I couldn’t argue with that.
“I don’t leave the house much anymore,” she’d continued, poking my chest with a finger, backing me into a corner. “And you have that stupid goddamn casino. So all I do is take junk calls and do my look. You like my look today, baby?”
I did like her look. She was done up in a leather coat belted at the waist, torn tights and earrings so big they could pick up stations from space. I think Paula Abdul might have been the inspiration.
“You look great. You sure do.”
Sofia stroked my cheek and I blushed like a virgin. “If look so great then why don’t you do something about it?”
I ask what I always ask when something like this comes up.
“What’s my name? Who am I?”
Sofia’s gaze muddied and she stamped her kitten heels. “Why do you always ask me that question, Carmine? Ain’t we been married long enough? I make all this effort and you quiz me up and down. You shouldn’t be putting any questions to me unless the answer is ‘Oh baby.’”

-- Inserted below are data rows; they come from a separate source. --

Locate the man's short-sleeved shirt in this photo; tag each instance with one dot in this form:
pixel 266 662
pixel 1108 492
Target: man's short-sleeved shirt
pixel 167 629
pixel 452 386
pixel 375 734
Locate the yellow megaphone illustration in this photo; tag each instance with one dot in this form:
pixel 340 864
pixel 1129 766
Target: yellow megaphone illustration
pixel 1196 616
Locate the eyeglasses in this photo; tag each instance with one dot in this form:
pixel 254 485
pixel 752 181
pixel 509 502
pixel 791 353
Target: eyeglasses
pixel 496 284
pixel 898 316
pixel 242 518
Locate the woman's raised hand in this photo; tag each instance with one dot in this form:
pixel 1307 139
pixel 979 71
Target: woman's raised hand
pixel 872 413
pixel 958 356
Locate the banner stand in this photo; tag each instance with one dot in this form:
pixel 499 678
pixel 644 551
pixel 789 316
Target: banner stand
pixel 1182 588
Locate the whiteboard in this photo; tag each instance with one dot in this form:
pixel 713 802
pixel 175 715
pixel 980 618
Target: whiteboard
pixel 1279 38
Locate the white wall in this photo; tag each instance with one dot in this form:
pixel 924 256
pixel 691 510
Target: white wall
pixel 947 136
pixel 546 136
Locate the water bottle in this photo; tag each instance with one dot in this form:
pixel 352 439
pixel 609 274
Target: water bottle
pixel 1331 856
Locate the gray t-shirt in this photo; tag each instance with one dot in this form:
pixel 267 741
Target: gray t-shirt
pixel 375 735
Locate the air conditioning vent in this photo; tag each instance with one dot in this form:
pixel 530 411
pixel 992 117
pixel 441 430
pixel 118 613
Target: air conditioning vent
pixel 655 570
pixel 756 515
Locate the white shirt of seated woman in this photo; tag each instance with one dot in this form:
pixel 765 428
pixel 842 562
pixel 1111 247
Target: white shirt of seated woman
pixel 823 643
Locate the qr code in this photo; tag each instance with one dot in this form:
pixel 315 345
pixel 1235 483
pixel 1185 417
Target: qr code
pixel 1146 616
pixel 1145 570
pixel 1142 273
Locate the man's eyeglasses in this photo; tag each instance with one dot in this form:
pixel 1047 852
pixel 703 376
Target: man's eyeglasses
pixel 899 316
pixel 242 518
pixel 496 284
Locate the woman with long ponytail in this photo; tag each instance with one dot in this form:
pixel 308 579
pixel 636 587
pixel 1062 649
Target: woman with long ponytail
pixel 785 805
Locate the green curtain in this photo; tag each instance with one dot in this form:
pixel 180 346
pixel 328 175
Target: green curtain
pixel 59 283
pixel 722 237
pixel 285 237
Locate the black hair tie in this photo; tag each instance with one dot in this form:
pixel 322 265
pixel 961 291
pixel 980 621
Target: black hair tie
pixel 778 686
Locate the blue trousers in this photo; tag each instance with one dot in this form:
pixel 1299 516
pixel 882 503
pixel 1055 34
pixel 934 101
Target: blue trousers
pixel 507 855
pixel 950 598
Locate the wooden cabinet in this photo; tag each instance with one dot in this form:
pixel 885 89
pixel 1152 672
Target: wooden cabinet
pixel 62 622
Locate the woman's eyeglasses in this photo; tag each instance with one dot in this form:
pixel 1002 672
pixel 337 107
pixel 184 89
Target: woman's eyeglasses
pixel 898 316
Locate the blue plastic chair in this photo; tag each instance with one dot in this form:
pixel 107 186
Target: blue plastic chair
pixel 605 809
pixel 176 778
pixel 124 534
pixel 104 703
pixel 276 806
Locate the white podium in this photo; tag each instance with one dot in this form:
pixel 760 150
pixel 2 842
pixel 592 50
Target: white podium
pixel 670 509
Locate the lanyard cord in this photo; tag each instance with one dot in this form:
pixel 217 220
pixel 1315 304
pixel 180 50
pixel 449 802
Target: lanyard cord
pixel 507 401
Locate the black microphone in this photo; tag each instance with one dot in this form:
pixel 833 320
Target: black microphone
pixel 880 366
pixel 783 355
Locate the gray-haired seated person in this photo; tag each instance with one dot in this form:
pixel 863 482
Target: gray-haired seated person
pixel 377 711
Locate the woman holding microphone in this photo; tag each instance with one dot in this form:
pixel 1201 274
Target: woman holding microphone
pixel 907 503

Sofia was up against me like a molten bar, her curves finding all my hollows.
I’m only human for Christ’s sake.
I needed to cool her down and I knew just how to do it.
“Sofia, have you taken your lithium?”
She pushed me away in disgust. “Lithium? You have all this jammed up on you, and you’re asking me about meds? Christ, Daniel.”
And just like that the well was dry.
How come I’m always Daniel when she’s not horny anymore?
If Sofia is coming on really hot and heavy I ask her what happened to Carmine. That cools her down real fast and the only answer she’s ever given me is:
The same thing that will happen to you if you don’t stop asking about him.
Which doesn’t bode well for our fledgling relationship.
I speak into a little microphone on the visor, probably louder than I need to given the multidirectional specs of these things.
“Sofia? It’s me, Daniel.”
“What’s the code, Dan?”
I had forgotten Sofia Delano’s paranoia. The weekly code was usually the title of an eighties dance-floor filler.
“Sofia, darlin’. I don’t remember the code.”
“Well then you better stop calling me or I’ll send some voodoo down this line that will shrivel your balls like raisins.”
That is a graphic threat and the superstitious Paddy in me swears that his goujons are tingling a little, which jogs my memory.